The muscles in Frank’s jaw clenched and unclenched. He looked at the photograph like a man with vertigo compelled to stare over a precipice. If I’d wanted to do him a favour, I’d have taken the thing off the table.

It stayed where it was.

‘When I visited April, she asked me what I thought the future was for us. She told me that I had to be completely honest, and I was.’

‘Meaning you dumped her?’

‘I couldn’t leave my wife.’

‘You managed it easily enough ten years later.’

Frank’s shoulders tensed. For a moment I thought he was going to stick one on me. Then his body crumpled as though a fuse had blown in his emotional motherboard. ‘What’s done is done,’ he said. ‘You can’t make me feel any worse than I do already.’

‘Maybe not, but what if Anna Jennings has found April and got her story?’

‘Then I’ll deny it. There’s no proof we were seeing each other.’
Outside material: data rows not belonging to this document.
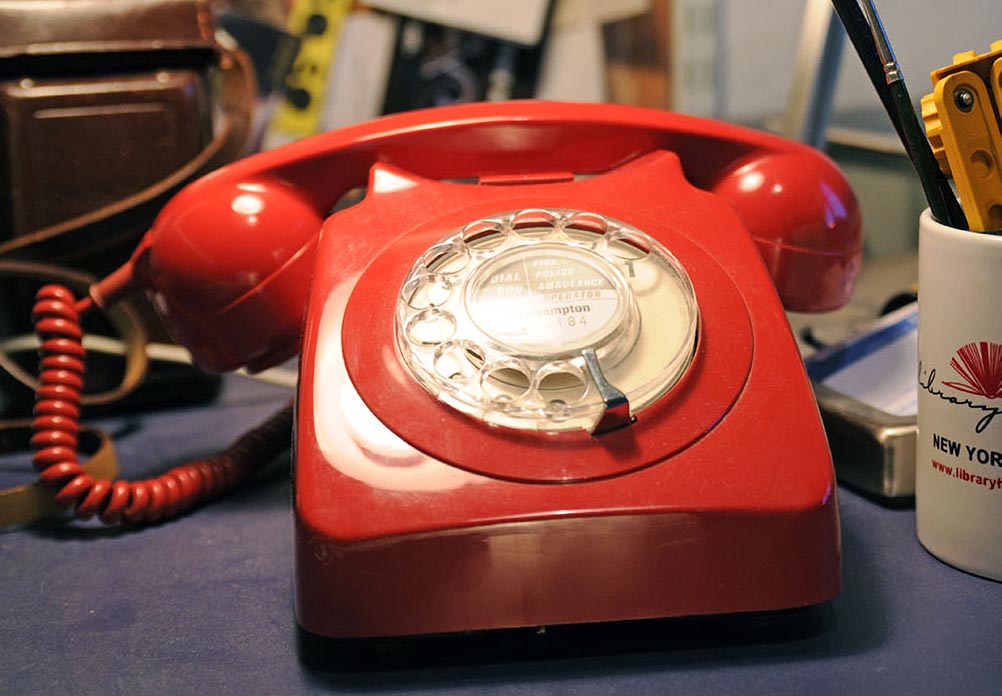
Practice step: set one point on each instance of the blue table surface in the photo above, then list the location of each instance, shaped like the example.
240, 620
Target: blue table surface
203, 604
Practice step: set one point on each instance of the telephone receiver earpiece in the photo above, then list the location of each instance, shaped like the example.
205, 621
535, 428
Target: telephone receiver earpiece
229, 258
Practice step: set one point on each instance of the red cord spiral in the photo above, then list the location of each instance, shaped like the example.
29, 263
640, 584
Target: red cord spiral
56, 424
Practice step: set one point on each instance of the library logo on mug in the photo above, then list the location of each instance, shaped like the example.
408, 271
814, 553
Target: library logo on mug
979, 367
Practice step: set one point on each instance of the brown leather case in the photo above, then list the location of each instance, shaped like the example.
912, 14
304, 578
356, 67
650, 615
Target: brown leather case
106, 108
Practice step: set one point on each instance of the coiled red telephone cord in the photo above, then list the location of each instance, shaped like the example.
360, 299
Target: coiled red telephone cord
56, 315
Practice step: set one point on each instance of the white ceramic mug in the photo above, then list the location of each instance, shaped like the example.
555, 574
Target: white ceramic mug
958, 476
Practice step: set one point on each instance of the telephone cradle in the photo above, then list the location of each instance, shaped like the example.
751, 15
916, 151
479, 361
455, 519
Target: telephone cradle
545, 375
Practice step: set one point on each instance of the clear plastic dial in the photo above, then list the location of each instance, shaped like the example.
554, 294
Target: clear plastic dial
495, 318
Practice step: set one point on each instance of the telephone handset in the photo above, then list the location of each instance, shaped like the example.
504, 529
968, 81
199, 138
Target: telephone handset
545, 375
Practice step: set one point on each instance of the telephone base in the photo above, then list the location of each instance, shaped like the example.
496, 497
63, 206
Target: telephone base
568, 569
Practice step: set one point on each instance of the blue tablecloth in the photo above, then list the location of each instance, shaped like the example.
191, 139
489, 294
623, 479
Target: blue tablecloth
203, 604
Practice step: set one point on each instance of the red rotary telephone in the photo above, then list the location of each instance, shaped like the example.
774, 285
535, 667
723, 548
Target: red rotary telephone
545, 377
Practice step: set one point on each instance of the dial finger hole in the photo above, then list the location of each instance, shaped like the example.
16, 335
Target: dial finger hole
561, 382
447, 258
534, 223
426, 291
484, 236
431, 327
585, 228
505, 382
459, 361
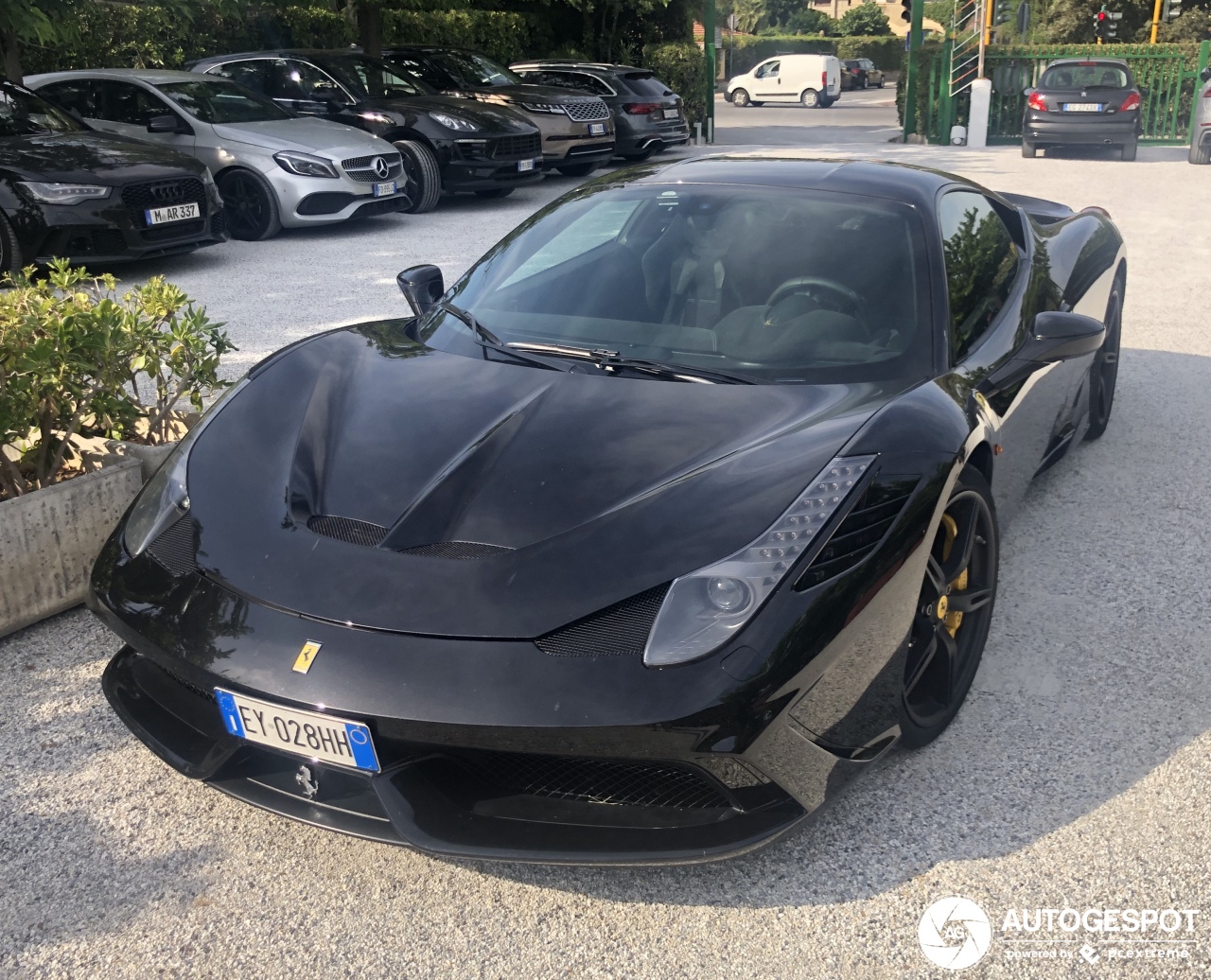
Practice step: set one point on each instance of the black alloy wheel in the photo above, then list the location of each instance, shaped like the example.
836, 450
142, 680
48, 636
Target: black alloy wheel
250, 203
954, 614
1103, 375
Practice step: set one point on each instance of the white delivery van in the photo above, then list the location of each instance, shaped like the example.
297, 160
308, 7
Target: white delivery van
810, 79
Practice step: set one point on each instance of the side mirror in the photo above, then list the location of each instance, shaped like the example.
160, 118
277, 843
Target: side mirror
165, 124
1060, 336
422, 286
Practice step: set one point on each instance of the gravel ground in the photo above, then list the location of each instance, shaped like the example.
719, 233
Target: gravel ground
1076, 774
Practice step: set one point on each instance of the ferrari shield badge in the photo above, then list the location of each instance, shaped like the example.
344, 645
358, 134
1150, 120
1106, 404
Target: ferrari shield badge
307, 656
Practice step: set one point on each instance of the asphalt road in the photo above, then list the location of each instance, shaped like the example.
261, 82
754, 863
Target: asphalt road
1076, 776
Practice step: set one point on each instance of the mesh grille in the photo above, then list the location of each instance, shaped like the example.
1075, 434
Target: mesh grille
593, 780
590, 111
346, 530
174, 551
617, 630
457, 551
361, 167
516, 147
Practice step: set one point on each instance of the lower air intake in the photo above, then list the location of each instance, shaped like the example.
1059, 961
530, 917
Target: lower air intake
617, 630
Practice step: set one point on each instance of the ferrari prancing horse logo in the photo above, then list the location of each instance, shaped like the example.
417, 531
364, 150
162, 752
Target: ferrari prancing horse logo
303, 661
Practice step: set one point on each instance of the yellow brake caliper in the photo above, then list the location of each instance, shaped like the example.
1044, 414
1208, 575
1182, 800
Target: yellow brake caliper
952, 620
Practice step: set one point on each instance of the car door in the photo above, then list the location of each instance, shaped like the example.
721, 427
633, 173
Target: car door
991, 310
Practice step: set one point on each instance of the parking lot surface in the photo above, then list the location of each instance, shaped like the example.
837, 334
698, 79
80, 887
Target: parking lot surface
1075, 777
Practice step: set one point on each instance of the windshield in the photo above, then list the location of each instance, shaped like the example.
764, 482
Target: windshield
474, 69
221, 102
22, 113
373, 78
774, 285
1084, 76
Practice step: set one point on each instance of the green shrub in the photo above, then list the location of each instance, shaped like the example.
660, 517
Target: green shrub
76, 359
682, 67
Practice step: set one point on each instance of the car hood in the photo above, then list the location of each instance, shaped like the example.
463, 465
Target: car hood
91, 158
324, 136
591, 487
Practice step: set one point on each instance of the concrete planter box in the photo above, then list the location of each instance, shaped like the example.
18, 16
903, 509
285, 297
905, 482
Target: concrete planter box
50, 539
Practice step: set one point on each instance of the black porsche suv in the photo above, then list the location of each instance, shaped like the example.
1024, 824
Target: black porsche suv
447, 143
67, 191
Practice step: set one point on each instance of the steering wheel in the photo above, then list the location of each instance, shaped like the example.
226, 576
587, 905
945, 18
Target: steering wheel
807, 284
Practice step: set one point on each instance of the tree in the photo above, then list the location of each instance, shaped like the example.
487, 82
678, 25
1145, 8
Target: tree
864, 20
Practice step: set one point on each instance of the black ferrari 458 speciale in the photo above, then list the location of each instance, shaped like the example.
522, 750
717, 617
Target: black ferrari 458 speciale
674, 513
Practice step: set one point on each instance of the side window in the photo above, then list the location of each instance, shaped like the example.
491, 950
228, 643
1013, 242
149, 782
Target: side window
981, 263
80, 96
257, 76
131, 104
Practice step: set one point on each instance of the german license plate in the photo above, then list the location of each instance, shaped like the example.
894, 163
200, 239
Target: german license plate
321, 738
172, 214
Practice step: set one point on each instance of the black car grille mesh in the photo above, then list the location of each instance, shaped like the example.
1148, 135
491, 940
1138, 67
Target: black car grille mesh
457, 551
861, 531
623, 782
618, 629
176, 549
348, 530
516, 147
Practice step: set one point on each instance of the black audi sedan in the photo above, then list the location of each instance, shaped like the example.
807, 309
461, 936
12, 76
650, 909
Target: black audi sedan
1082, 102
447, 145
676, 512
67, 191
648, 115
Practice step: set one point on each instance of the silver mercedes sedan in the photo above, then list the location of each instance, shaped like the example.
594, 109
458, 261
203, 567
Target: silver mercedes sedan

‘You’re sure? No letters, nothing like that?’

‘Positive.’

‘Did April know anything about your plans for Cartwright?’

‘I might have said something about killing the bastard, but that was just in the heat of the moment. She didn’t know anything specific.’

‘Even so, if it comes out what Cartwright did to her, and what you said afterwards, then it’s enough for the file to be reopened.’

‘I was two hundred miles away the night he was killed. There’s nothing that could connect me to him. And if this journo does have something, don’t you think Kirkleys would have printed it by now?’

He had a point. Lord Kirkleys would leave himself open to one hell of a libel suit if he called Frank a cop-killer without rock-solid corroboration. And now that his rival had withdrawn from the Post bid, there was no need to do it anyway.

‘But you know what?’ Frank continued. ‘I almost wish he would.’

‘Why?’

‘Don’t they reckon what you do in this life affects what happens to you in the next?’

‘You mean karma?’

‘That’s it,’ said Frank. ‘Although maybe you don’t always have to wait. Maybe you get what you deserve before you go. What happened to Harry could be punishment for what happened to April.’

‘Apart from: wouldn’t that be punishing Harry?’

‘She’s dead. I’ve got live with it.’

Was he right? Does the wrong we do to others come back to bite us in the arse, as the Dalai Lama probably wouldn’t have put it? I didn’t think so.

‘Life’s random, Frank. The only reason people invent things like karma is they can’t face the fact that everything we do is completely meaningless.’

‘Then why bother doing anything at all?’

Before I could attempt an answer to Frank’s unanswerable question, the door opened and Farrelly walked into the Wise Owl. Our eyes locked and my stomach turned over. ‘I’m parked outside, Mr Parr,’ he said to his boss.